CODE [INPUT]

Google Might Think Your Website Is Down

How Cross-page AI aggregation can introduce new liability vectors.

As the world shifts from traditional search to AI chatbots, I've been running experiments to see how Google interprets my website.

I recently added JSON-LD structured data to make my information easier for Google to scrape. Google AI answers now take most (all?) of the page real-estate, and users tend to treat these answers as authoritative truth.

I have a pricing page on my site, so naturally I wanted to test whether my pricing table and FAQ were being picked up correctly.

Code Input summarized Pricing details

Great! Google was able to read my pricing table. It's not clear whether this information was synthesized from the HTML content, JSON-LD, or a combination of both. But it's correct.

Hold on a second, there's a note out there that says:

Note: As of early 2026, the website indicated it was offline.

Wait. Come again?

There's some stuff to unpack here.

First, this website runs as a Cloudflare Worker. Cloudflare (despite some setbacks in recent months) is a highly available service with minimal downtime.

Second, I'm not aware of Google having any special capability to detect whether websites are up or down. And even if my internal service went down, Google wouldn't be able to detect that since it's behind a login wall.

Third, the phrasing says the website indicated rather than people indicated; though in the age of LLMs uncertainty, that distinction might not mean much anymore.

Fourth, it clearly mentions the timeframe as early 2026. Since the website didn't exist before mid-2025, this actually suggests Google has relatively fresh information; although again, LLMs!

Fortunately, Google still includes a link (for now) showing where this information came from. It's a concept that seems pretty foreign to many AI companies, so I'm not sure how long this will remain.

Google AI - Sign Up Page

Well, let's analyze this popup because it has confusion written all over it. First, both links shown here point to https://codeinput.com, but then just below, it displays the Sign Up page title. This is interesting: why would a search for pricing include content specifically from the sign up page? Next, and fortunately, it shows the content that influenced the LLM's earlier decision.

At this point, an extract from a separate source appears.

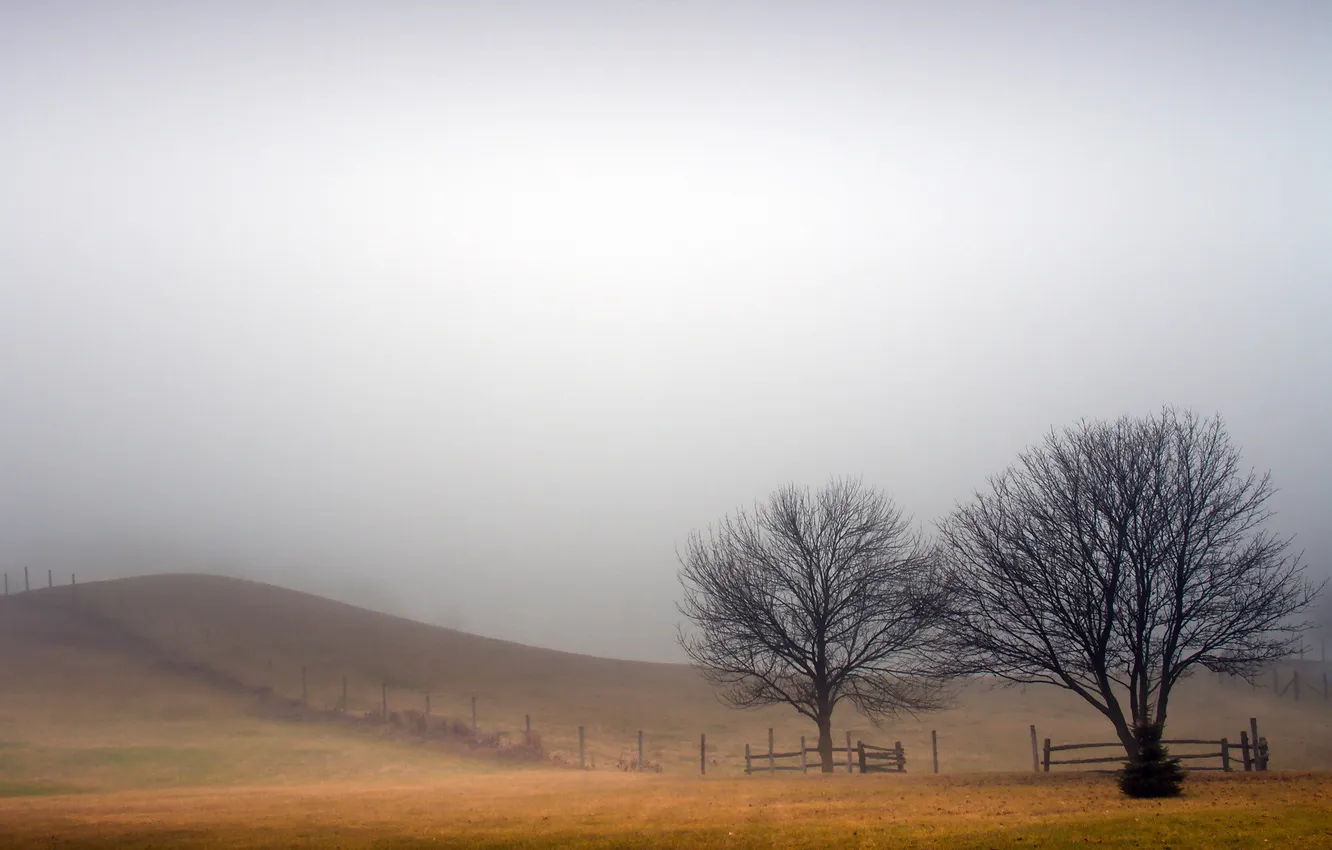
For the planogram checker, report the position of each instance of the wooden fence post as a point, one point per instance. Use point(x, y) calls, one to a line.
point(1254, 742)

You might be wondering what this is about. Since I removed it, let me explain.

I used to have a popup showing users the availability status of different services. The popup (a typical React component) was likely either crawled as static HTML (SSG'ed in the compilation process), or the status endpoint failed to return a proper response (if Google client-side rendered the page). Who knows? It's not like Google lets you see how it interprets your website.

Google's inference apparently read this block and concluded that my entire website was down.

How To Fix This?

I have no idea. I wouldn't risk it, so I removed the status popup. Still, we don't know how exactly Google assembles the mix of pages it uses to generate LLM responses. Take the example above: the search was about Code Input's pricing page, but the AI assistant pulled content from both the pricing and signup pages.

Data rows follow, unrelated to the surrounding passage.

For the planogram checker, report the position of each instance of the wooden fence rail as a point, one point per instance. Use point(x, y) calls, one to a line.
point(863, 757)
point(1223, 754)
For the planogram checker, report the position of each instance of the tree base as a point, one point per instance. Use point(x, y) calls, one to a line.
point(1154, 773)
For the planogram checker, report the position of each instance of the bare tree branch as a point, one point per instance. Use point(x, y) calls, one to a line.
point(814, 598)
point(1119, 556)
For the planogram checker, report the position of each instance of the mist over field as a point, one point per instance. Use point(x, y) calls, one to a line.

This is problematic because anything on your web pages might now influence unrelated answers. You could have outdated information on some forgotten page, or contradictory details across different sections. Google's AI might grab any of this and present it as the answer. If you allow user-generated content anywhere on your site (like forum posts or comments), someone could post fake support contact info, and Google might surface that to users searching for how to contact your company. Now scammers have a direct route to your customers.